Grandes coberturas, como eleições, Lava-Jato e Olimpíadas, aquecem motores das redações e têm motivado infografias e visualizações de dados complexas, úteis e interessantes. Debaixo do capô desses trabalhos vivem dados garimpados com grande esforço. Por que, então, essa matéria-prima valiosa é tão rapidamente esquecida, ou ignorada, em trabalhos subsequentes?

A questão que proponho aqui ultrapassa a reciclagem, bastante comum na rotina conturbada de uma redação. Minha impressão particular é de que ainda não aprendemos a tratar a apuração jornalística como um bem valioso o suficiente para que seu uso não seja pontual, em um trabalho específico cravado no tempo, mas como um ativo que deve ser mantido, atualizado, melhorado e recombinado com a ajuda de planejamento e tecnologia, em projetos pautados pela sua utilidade recorrente tanto para consulta do leitor quanto para municiamento dos repórteres.

Ainda não aprendemos a tratar a apuração jornalística como um bem valioso, um ativo que deve ser mantido, atualizado, melhorado e recombinado

Vou tentar dar alguns exemplos rápidos para evitar que a discussão não acabe abstrata demais.
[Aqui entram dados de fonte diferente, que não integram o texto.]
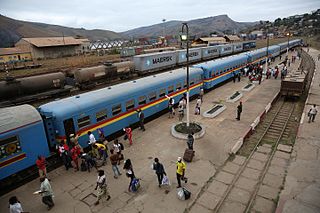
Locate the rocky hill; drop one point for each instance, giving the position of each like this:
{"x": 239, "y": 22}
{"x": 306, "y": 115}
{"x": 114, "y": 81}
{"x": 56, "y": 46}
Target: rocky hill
{"x": 198, "y": 27}
{"x": 12, "y": 30}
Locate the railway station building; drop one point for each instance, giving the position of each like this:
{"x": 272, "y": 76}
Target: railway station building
{"x": 12, "y": 55}
{"x": 53, "y": 47}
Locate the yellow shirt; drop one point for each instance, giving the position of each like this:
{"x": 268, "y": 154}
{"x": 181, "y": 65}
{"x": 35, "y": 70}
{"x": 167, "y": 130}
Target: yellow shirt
{"x": 100, "y": 146}
{"x": 181, "y": 166}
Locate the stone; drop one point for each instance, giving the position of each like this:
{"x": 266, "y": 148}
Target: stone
{"x": 273, "y": 181}
{"x": 283, "y": 155}
{"x": 284, "y": 148}
{"x": 224, "y": 177}
{"x": 239, "y": 160}
{"x": 260, "y": 156}
{"x": 277, "y": 170}
{"x": 208, "y": 200}
{"x": 279, "y": 162}
{"x": 217, "y": 187}
{"x": 255, "y": 164}
{"x": 264, "y": 205}
{"x": 246, "y": 183}
{"x": 232, "y": 207}
{"x": 268, "y": 192}
{"x": 199, "y": 208}
{"x": 231, "y": 168}
{"x": 251, "y": 173}
{"x": 239, "y": 195}
{"x": 263, "y": 149}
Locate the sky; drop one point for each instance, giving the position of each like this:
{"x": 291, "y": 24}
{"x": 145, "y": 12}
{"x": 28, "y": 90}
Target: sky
{"x": 122, "y": 15}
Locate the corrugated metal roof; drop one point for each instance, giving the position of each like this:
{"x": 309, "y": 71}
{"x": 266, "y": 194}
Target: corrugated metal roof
{"x": 17, "y": 116}
{"x": 53, "y": 41}
{"x": 12, "y": 51}
{"x": 232, "y": 37}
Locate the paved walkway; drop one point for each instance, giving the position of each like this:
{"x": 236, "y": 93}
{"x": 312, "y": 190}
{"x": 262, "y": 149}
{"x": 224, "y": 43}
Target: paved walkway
{"x": 302, "y": 187}
{"x": 74, "y": 191}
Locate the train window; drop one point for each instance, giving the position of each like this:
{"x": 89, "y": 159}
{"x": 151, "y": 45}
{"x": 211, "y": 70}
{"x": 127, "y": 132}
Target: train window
{"x": 101, "y": 115}
{"x": 129, "y": 105}
{"x": 142, "y": 100}
{"x": 162, "y": 92}
{"x": 9, "y": 146}
{"x": 152, "y": 96}
{"x": 178, "y": 86}
{"x": 84, "y": 121}
{"x": 170, "y": 89}
{"x": 116, "y": 109}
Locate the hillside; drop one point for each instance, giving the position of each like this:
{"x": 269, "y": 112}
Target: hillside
{"x": 12, "y": 30}
{"x": 198, "y": 27}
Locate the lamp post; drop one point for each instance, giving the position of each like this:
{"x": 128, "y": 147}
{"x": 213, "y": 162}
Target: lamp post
{"x": 288, "y": 34}
{"x": 267, "y": 54}
{"x": 185, "y": 37}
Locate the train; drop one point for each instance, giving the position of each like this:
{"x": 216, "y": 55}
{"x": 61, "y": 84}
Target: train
{"x": 26, "y": 132}
{"x": 55, "y": 84}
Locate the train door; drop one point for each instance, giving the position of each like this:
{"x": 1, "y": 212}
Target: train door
{"x": 68, "y": 128}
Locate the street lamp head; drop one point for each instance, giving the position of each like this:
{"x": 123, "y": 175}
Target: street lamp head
{"x": 184, "y": 37}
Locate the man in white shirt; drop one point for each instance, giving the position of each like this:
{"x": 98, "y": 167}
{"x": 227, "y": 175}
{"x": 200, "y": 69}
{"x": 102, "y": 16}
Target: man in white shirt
{"x": 312, "y": 113}
{"x": 92, "y": 139}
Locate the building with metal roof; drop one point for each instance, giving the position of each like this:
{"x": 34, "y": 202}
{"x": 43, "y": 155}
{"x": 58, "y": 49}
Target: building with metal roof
{"x": 53, "y": 47}
{"x": 14, "y": 54}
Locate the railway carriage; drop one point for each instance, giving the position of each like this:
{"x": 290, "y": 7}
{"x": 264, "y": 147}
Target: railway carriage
{"x": 194, "y": 56}
{"x": 22, "y": 139}
{"x": 219, "y": 70}
{"x": 114, "y": 108}
{"x": 209, "y": 52}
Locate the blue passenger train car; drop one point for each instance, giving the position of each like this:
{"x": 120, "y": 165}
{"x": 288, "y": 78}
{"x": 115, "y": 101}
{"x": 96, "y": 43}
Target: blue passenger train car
{"x": 219, "y": 70}
{"x": 22, "y": 139}
{"x": 114, "y": 108}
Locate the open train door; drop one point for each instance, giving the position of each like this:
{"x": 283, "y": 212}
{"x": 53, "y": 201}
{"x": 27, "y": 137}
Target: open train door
{"x": 68, "y": 125}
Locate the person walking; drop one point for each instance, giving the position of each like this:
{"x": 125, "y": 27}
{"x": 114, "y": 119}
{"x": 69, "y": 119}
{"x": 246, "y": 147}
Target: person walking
{"x": 41, "y": 164}
{"x": 181, "y": 110}
{"x": 64, "y": 155}
{"x": 102, "y": 187}
{"x": 114, "y": 163}
{"x": 201, "y": 94}
{"x": 159, "y": 169}
{"x": 92, "y": 139}
{"x": 312, "y": 113}
{"x": 128, "y": 135}
{"x": 15, "y": 205}
{"x": 181, "y": 168}
{"x": 190, "y": 141}
{"x": 102, "y": 150}
{"x": 46, "y": 192}
{"x": 129, "y": 172}
{"x": 117, "y": 149}
{"x": 141, "y": 119}
{"x": 239, "y": 110}
{"x": 198, "y": 106}
{"x": 75, "y": 153}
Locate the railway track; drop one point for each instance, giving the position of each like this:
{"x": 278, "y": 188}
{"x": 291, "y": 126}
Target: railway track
{"x": 266, "y": 145}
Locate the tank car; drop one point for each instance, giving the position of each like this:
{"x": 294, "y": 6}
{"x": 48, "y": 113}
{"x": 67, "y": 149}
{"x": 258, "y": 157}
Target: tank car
{"x": 88, "y": 77}
{"x": 22, "y": 139}
{"x": 11, "y": 88}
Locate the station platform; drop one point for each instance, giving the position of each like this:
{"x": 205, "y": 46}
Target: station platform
{"x": 301, "y": 191}
{"x": 74, "y": 191}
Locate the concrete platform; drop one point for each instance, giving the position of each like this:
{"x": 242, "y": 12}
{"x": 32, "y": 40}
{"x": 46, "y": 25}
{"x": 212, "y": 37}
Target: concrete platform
{"x": 73, "y": 190}
{"x": 302, "y": 186}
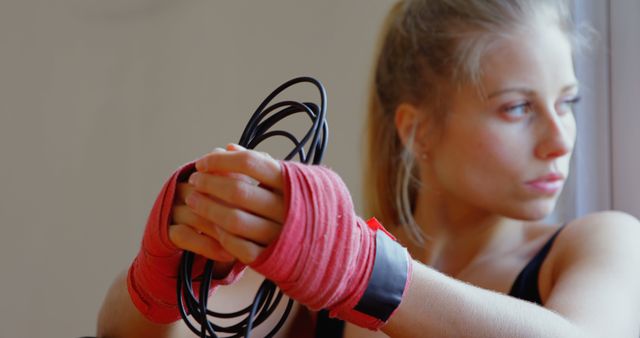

Vamos supor que depois de uma chuva forte, que provoque alagamentos e danos estruturais, um prefeito anuncie com estardalhaço a construção de piscinões. Uma forma de combater a cobertura declaratória poderia ser, por exemplo, a manutenção de um banco de dados com o histórico acessível e gráfico dos orçamentos municipais detalhados, para que se possa conferir o investimento na prevenção de enchentes e se as medidas anunciadas são significativos ou apenas "cumprem tabela". E que esse banco possa ser usado em qualquer pauta sobre investimento municipal.

Outra possibilidade é a votação de parlamentares. A análise dos votos tende a ser episódico, com cruzamentos e comparações ocasionais, mas sem a difusão da ideia de que esses dados, por mais que sejam públicos, são disponibilizados de forma pouco acessível para o leitor comum e que poderiam ser organizados em bases permanentes e atualizadas. E pautas podem surgir, ou serem enriquecidas com agilidade, a partir dessas consultas.

São ideias que dependem de tecnologia e alocação de recursos. Mas são oportunidades cada vez mais possíveis. Passam por uma visão mais ampla do uso dos dados e da utilidade que ferramentas interativas podem ter para o leitor.

Em cenário de crise do alcance do jornalismo, eis um caminho. A imprensa não só como transmissora unidirecional de informação, mas como arquiteta de pontes e conexões mais rápidas, úteis e elucidativas entre os diversos públicos com quem se comunica, de forma contínua.